3/8/15. “Bromancing the Bone” (link): non-sexual bromance; sexual brolovers

12/12/15, “Sex between straight men: bro-jobs” (link): and other brocabulary; bro-choice campaign (involving pro-choice bros)

4 Responses to “An eruption of bromanteaus”

  1. Mike Says:

    I have this half-memory of “-heim” being used as a suffix for some other slang that dates back to my high school days eons ago. Maybe “dude-heim”?

    • arnold zwicky Says:

      dudeheim in Urban Dictionary:

      Just like Broheim but with dude in the front (by Gleeky2007, 7/5/12)

      • Mike Says:

        Indeed. But the other way around: Dudeheim came first. Where I am going with this is, if you want to learn the etymology of -heim, you may need to go back two or three decades to find the proper cultural context.

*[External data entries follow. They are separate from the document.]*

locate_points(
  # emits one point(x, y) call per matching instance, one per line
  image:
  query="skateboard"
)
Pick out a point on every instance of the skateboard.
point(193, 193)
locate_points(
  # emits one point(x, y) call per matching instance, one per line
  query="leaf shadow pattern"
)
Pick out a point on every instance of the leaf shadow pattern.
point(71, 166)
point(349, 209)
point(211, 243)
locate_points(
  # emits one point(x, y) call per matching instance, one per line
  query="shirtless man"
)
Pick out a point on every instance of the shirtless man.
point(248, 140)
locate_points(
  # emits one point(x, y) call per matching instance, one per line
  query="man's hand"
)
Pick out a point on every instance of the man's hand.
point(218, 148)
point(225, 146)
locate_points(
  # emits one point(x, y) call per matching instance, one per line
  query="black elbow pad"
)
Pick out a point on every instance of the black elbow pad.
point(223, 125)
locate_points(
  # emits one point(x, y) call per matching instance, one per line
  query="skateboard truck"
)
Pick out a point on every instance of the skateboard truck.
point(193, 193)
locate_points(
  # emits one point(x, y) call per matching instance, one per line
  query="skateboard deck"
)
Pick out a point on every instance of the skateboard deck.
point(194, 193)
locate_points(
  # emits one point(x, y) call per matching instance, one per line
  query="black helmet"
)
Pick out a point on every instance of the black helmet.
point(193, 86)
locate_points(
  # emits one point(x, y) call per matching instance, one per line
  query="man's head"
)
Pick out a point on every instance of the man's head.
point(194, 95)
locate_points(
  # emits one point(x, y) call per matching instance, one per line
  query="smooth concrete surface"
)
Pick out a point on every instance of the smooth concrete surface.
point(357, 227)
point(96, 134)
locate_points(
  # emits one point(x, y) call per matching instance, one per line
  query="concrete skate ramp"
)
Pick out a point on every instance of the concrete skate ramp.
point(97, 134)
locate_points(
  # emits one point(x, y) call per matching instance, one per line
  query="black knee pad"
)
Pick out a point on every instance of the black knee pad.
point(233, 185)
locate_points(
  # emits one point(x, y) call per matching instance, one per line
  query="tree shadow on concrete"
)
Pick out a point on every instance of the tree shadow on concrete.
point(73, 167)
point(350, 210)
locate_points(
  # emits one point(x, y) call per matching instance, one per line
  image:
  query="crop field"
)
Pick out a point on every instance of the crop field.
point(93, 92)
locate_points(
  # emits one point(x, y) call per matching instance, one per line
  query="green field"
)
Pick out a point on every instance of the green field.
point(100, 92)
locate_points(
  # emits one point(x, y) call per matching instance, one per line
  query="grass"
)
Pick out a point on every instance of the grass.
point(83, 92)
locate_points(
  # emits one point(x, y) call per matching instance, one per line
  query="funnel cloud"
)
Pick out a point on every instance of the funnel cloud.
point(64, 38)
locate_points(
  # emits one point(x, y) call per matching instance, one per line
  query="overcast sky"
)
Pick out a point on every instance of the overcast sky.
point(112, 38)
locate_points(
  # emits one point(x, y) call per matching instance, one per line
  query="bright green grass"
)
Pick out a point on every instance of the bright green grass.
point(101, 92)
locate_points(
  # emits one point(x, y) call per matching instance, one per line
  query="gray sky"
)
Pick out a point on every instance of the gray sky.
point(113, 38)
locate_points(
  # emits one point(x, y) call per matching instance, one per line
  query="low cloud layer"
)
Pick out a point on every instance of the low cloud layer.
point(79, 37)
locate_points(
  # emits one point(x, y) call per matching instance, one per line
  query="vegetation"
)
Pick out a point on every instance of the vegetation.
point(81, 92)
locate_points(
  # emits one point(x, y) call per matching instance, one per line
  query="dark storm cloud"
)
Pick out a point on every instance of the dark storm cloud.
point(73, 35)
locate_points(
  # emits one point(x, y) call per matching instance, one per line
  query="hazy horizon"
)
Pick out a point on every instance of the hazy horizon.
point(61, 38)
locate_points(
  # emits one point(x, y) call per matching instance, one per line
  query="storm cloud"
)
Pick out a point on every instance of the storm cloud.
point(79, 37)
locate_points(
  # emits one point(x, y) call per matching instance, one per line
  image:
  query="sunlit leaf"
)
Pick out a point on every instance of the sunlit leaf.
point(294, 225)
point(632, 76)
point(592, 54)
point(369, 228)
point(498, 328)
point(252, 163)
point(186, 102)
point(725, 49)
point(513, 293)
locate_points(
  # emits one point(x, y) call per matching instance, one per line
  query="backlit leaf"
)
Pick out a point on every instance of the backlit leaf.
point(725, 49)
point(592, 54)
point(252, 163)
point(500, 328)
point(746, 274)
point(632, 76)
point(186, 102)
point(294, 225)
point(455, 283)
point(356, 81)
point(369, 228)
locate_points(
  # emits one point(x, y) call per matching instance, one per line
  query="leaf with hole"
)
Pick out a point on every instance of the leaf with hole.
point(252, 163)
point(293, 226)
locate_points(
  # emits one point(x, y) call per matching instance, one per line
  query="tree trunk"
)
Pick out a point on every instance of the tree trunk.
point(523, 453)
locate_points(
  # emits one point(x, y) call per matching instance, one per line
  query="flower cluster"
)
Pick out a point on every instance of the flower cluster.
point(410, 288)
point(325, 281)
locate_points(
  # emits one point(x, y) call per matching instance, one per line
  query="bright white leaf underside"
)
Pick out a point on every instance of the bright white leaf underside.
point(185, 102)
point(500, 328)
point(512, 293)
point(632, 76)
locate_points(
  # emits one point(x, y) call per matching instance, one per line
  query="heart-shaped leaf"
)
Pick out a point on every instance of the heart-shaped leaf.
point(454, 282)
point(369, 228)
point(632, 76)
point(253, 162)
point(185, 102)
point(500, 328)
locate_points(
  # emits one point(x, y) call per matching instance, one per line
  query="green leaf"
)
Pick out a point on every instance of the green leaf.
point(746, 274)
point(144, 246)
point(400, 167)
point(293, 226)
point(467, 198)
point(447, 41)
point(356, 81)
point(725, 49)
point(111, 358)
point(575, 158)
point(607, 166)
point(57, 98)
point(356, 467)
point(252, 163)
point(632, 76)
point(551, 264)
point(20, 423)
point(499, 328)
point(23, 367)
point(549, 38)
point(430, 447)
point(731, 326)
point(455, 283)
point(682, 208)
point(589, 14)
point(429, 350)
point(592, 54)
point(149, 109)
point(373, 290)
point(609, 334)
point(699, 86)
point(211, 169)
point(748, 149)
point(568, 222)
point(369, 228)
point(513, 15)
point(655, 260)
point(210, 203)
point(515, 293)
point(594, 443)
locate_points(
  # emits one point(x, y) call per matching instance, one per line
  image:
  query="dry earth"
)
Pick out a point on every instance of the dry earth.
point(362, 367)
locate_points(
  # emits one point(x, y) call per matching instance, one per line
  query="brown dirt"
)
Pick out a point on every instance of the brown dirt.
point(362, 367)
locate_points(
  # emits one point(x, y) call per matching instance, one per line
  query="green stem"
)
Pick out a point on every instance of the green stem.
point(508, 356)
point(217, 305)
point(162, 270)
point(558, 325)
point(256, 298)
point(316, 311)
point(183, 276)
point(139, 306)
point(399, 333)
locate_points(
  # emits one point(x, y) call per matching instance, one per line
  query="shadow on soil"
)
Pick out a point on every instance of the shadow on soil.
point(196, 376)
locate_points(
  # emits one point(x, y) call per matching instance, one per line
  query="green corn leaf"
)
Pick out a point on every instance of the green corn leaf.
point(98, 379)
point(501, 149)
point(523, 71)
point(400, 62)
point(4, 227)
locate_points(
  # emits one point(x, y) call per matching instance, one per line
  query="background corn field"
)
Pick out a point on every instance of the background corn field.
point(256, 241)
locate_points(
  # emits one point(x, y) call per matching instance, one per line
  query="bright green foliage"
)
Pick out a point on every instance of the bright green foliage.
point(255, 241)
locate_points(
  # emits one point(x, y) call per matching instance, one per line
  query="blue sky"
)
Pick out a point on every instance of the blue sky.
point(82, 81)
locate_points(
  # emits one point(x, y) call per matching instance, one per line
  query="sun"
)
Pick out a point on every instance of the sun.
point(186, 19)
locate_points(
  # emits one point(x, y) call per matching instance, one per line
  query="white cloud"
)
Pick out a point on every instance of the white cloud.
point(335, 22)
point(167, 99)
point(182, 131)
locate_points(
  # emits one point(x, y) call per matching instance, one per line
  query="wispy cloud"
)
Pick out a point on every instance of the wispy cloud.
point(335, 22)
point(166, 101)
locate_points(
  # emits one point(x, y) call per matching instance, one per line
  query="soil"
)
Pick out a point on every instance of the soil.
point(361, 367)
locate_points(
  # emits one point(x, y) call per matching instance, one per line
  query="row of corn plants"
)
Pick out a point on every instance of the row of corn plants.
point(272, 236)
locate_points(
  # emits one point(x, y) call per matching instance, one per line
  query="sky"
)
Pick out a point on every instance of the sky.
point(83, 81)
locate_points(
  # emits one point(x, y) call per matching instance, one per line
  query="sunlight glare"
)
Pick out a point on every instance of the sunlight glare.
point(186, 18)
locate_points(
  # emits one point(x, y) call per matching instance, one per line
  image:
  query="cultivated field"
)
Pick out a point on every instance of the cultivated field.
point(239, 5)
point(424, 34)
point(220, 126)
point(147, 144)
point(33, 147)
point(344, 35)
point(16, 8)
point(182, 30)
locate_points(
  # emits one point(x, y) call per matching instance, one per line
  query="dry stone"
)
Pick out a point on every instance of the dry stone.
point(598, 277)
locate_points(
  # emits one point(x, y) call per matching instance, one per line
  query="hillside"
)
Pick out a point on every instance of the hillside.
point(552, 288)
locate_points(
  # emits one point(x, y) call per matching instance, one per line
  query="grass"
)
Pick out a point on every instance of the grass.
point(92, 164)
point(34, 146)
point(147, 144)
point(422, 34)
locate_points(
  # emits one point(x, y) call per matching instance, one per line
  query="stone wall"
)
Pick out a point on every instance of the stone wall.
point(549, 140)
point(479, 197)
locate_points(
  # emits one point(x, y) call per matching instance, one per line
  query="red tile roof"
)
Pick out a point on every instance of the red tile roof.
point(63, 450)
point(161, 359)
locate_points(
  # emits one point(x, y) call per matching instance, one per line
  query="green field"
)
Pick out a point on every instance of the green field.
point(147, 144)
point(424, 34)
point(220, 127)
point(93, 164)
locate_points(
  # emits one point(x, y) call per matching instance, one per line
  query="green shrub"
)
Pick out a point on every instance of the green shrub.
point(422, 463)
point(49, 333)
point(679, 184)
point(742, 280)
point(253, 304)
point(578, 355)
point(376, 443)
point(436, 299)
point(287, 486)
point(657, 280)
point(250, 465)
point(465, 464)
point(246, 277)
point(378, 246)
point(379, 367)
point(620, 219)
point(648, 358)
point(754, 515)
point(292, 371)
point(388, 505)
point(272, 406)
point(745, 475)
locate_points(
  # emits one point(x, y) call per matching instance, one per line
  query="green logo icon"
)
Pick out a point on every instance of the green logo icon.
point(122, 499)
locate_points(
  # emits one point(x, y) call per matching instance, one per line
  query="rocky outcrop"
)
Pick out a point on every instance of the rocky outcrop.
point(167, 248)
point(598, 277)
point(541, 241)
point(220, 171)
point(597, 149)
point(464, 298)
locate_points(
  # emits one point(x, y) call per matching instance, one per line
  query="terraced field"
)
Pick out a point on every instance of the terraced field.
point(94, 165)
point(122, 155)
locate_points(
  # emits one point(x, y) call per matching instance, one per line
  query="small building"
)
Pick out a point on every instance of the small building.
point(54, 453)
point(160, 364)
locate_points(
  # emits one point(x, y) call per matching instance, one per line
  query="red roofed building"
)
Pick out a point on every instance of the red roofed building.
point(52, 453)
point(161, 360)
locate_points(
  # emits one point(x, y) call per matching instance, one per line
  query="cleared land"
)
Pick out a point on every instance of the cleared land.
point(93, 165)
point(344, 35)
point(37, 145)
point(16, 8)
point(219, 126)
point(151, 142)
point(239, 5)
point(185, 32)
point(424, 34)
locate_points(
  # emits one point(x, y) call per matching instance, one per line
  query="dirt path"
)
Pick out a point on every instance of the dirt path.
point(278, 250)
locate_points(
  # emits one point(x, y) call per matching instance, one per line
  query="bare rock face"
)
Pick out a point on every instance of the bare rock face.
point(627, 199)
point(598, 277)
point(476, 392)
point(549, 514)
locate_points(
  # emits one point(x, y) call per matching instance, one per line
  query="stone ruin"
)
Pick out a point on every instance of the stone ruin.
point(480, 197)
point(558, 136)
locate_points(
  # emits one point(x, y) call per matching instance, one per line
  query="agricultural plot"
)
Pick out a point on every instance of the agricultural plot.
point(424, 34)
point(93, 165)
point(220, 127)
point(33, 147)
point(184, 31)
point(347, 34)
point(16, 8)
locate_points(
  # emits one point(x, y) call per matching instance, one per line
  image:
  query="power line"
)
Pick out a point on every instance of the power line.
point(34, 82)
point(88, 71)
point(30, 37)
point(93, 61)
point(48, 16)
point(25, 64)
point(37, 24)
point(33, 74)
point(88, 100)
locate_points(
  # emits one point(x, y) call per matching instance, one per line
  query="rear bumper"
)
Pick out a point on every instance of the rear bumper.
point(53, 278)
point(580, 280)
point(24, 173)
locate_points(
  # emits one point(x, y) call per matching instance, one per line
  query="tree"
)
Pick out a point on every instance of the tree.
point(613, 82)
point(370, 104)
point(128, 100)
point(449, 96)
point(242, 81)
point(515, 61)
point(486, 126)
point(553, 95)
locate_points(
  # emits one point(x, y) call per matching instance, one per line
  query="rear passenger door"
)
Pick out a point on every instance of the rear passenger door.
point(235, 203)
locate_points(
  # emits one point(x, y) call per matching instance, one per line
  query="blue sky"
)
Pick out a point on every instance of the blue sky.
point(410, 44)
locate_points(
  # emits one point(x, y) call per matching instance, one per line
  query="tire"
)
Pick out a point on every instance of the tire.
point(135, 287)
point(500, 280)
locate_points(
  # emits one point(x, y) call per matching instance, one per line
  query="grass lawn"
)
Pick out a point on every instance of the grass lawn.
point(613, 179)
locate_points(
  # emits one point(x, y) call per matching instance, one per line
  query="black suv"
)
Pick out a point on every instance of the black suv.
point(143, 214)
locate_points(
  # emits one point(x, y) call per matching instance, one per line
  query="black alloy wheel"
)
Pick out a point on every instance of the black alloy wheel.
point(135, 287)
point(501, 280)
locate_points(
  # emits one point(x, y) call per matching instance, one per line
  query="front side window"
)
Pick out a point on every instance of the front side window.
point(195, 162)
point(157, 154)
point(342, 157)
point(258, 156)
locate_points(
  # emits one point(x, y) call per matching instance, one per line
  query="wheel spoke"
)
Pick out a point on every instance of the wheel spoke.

      • arnold zwicky Says:

        To Mike: I’m guessing that you heard Dudeheim before you heard Broheim; that’s a fact about your life experiences, not evidence for word history. Meanwhile, there are plenty of pop culture cites for Broheim, but very few for Dudeheim. Yes, to understand the history, you’d have to go back and find the cultural context — but this is in fact a very difficult task, requiring sifting through mountains of material and an understanding of the social worlds this material comes from. I’m happy to cheer on anyone who has access to the material, a close appreciation of the relevant social contexts, and lots of time to put all this together.